Teachers and Their Professional Organizations
As I prepared to present at this year’s Ontario Library Association’s Super Conference after a three-year absence, I came to reflect on the value of professional associations in general and the OLA in particular to my growth as a teacher.

Most educators belong to an organization that represents them professionally and politically. The usual general meetings, committee work, conferences, documents, and online resources keep you on your toes and provide solidarity within a focussed group to work effectively with other disparate groups. Since 1900, the OLA has been a voice for change in many information-related areas and any service we have given it as teacher-librarians has been repaid ten fold.

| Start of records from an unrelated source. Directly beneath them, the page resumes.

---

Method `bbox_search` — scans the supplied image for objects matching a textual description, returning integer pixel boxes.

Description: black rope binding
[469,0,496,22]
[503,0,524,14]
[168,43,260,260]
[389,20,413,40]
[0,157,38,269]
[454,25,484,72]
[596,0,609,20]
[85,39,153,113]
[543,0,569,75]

However, as an independent retiree, I now value the associations in a different way. Whether we like to admit it or not, we are often at odds with more official bodies such as our employers, boards of education, school administrations, unions, and ministries of education. Here issues of funding, politics, and policy priorities often prevent one necessary prerequisite for change and reform: collective dreaming.
Collective Dreaming
Collective dreaming is a kind of visioning and revisioning, free of pressures, in which new ideas are deliberately and respectfully sought in a democratic spirit of inquiry. This will become clearer, for instance, as the members collectively work out the practicalities of establishing the concept of the learning commons in and through libraries. The process will match the product as each subgroup works together for common learning.
Sure all groups can lose their way at time in infighting and posturing, but generally new thinking gets things done where the sky’s the limit. As Henry David Thoreau put it, “Associate reverently, as much as you can, with your loftiest thoughts.” The Ontario Library Association has its internal conflicts and many challenges ahead. The report on the decline of school libraries and the curtailments to Knowledge Ontario are two of the most pressing issues. 
Best wishes for The Ontario Library Association
However, change will be affected through collective dreaming and collective action. There is a professional code that binds all OLA members to a higher purpose, whether they are public librarians, school librarians, academic librarians et. al. Ask of your association the same.
I wish the OLA well at the SuperConference and invite those who don’t know of its great work to visit the OLA site to see how the dreaming is going.